試行錯誤

 小学低学年の女の子が、いとも簡単に微分を解いている。
 テレビに映されたのは、子どもの能力が無限である事と英才教育が必要…というものであった。
 ところが、レポーターが「分からない」と首を傾げると、その子は冷たく「会社で習いなさい」と軽蔑するような言葉を発したのである。
 私は、唖然とした。
 親は得意満面とした表情で、わが子を尊敬の眼でうっとりと見つめていた。
 でも、ちょっと待て。
 大学で習う微分であろうと積分であろうと、所詮はやり方の習熟であり、極論すれば猿真似の世界であるという事だ。

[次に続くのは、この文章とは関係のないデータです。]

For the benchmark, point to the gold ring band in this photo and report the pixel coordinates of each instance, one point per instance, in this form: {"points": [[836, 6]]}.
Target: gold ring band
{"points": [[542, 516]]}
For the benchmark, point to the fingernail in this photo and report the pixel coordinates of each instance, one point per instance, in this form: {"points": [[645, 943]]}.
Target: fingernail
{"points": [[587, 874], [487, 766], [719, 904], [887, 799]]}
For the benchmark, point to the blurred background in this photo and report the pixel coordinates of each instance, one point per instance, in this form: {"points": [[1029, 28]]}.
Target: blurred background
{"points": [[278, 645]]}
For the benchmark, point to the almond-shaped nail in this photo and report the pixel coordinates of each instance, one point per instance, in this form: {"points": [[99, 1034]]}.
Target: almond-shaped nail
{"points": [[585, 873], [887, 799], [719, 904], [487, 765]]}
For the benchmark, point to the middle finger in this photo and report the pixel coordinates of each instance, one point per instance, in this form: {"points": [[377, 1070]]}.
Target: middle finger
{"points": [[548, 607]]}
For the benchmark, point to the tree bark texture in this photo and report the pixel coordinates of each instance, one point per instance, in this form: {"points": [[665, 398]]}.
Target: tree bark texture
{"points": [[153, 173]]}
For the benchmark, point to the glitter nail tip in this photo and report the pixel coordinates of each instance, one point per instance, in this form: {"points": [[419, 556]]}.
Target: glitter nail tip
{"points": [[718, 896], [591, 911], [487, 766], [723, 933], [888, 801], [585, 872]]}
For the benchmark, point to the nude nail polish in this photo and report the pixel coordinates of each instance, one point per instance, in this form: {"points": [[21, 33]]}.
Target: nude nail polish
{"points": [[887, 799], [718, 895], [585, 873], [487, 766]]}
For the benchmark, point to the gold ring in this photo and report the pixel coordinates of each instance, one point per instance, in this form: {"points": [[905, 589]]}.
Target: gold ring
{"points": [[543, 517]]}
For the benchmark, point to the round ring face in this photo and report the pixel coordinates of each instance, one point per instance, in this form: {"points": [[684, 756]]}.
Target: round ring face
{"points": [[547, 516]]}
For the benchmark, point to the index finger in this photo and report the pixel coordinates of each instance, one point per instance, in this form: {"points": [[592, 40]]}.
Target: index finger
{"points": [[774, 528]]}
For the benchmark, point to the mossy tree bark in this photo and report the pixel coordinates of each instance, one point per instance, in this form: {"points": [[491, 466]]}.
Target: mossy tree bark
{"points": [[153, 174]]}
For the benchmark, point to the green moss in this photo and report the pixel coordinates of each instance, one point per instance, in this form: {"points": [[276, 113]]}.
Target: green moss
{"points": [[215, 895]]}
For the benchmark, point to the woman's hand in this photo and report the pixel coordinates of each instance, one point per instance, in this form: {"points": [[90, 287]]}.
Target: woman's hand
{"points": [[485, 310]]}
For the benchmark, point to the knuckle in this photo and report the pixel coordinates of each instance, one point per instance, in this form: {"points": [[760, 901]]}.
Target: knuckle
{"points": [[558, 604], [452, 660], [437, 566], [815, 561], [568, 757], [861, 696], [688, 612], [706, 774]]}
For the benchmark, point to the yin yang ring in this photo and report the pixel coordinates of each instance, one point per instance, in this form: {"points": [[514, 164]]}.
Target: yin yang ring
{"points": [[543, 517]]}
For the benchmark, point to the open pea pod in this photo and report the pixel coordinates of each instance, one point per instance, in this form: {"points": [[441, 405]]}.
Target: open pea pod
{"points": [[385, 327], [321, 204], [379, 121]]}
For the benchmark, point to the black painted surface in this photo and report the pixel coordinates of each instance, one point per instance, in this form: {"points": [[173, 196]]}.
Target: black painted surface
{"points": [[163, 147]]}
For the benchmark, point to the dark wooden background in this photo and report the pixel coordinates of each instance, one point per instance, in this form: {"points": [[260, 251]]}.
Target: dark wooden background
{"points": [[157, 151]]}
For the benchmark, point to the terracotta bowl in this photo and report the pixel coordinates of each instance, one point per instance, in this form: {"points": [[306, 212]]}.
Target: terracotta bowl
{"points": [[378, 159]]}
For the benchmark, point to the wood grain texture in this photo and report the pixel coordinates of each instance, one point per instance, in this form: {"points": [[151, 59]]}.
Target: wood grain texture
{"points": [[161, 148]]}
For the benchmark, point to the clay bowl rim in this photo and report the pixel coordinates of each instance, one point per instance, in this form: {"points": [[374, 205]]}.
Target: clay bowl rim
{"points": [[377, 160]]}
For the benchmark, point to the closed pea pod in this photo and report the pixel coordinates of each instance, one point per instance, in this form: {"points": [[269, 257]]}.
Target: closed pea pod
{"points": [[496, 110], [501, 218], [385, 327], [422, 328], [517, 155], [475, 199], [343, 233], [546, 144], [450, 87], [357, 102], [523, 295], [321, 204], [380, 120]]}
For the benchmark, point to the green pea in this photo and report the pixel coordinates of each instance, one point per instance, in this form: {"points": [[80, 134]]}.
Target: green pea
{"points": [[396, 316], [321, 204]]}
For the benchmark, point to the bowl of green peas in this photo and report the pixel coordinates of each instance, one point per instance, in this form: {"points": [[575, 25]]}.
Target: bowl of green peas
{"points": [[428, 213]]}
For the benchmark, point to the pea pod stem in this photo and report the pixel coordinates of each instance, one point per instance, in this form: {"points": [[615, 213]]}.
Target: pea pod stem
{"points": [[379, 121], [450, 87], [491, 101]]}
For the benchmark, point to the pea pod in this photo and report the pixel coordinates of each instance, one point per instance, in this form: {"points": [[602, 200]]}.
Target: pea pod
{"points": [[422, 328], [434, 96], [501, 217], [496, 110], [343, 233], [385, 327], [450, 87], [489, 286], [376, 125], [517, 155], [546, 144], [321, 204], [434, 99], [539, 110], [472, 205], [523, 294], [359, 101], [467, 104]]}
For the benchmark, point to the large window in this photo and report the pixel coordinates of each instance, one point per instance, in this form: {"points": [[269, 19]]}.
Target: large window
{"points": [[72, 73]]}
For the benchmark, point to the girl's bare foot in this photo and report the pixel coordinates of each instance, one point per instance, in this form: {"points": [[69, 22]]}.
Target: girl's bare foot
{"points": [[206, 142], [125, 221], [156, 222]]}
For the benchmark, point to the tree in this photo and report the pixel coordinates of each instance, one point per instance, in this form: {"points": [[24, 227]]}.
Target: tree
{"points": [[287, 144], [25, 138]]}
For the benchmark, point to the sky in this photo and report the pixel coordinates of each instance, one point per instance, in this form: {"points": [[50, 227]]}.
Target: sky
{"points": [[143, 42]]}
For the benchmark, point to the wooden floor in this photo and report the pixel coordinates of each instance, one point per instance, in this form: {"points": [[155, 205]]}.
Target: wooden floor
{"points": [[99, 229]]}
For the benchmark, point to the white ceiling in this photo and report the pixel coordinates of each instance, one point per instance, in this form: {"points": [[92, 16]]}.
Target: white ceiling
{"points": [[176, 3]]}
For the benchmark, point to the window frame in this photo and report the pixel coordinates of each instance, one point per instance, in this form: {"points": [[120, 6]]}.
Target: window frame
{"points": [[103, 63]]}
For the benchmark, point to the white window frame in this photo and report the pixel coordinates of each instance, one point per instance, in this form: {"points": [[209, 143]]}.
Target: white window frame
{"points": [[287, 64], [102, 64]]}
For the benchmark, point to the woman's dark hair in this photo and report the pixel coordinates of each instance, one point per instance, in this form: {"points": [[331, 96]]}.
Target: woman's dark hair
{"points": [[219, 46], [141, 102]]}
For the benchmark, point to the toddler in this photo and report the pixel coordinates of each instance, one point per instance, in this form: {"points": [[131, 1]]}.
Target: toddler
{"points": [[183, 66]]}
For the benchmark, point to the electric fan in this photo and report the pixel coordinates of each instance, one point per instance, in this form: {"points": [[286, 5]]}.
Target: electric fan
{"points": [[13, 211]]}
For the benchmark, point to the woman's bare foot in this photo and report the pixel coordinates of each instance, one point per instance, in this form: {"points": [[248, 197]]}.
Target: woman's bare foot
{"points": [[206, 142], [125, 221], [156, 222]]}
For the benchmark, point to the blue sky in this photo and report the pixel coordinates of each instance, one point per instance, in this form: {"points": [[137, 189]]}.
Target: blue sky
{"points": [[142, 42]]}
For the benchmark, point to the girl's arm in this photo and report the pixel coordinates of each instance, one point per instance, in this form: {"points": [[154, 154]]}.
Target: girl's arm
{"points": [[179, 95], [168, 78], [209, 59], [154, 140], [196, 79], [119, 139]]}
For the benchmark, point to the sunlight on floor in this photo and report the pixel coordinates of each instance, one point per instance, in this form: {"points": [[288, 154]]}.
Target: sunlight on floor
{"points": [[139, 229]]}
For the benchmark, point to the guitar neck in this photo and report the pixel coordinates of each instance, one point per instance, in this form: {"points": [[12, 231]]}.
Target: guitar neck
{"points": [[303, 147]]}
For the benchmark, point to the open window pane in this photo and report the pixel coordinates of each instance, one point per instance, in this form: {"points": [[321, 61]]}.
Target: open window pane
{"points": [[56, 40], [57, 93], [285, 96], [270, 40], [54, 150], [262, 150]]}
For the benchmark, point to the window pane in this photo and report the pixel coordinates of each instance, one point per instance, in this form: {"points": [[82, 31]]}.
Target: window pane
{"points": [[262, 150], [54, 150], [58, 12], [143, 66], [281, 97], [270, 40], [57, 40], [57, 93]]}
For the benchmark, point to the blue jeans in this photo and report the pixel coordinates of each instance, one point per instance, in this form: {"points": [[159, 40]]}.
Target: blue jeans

 だから、速く正確にどんどん問題を処理する能力は養われるだろうが、それは教えられた事の条件反射に過ぎないという事である。
 つまり、新しいものを創造する能力とは別物だという事だ。
 だから、微分を解いたその子が特に優れているとは思えないのである。
 もちろん、その子のように英才教育は、時間とお金をかけるのだから直ちに成果を挙げるだろう。
 しかし、過度の期待は禁物だと思う。
 なぜなら、最善の教材と方法で一方的に教えられれば、誰だって最短時間で解いていける。
 しかも、最短時間という効率が重視されれば余計なものは考えない方が得なのだ。
 だが、この余計なものの中に人生の宝が少なくないのである。
 つまり、回り道である。
 試行錯誤こそ学問の基本であるはずだ。
 さらに言えば、試行錯誤は高等動物の特徴でもある。
 私たちの人生の幅を豊かにしてくれるエネルギーの根源なのである。
 自由がなければ試行錯誤もあり得ず、ロボット化された人間になるだろう。
 そんな人間になる為に生きているのではない。
 だから言いたい「回り道しなさい、試行錯誤しなさい」と。
 それが生きている事なんだと。
 試行錯誤は、人生のミネラルだ。
 これがなければ、早晩枯渇する…と警告したいのである。
 促成栽培の野菜並に、ビタミンもミネラルも足りないなんて味気がないっすよ。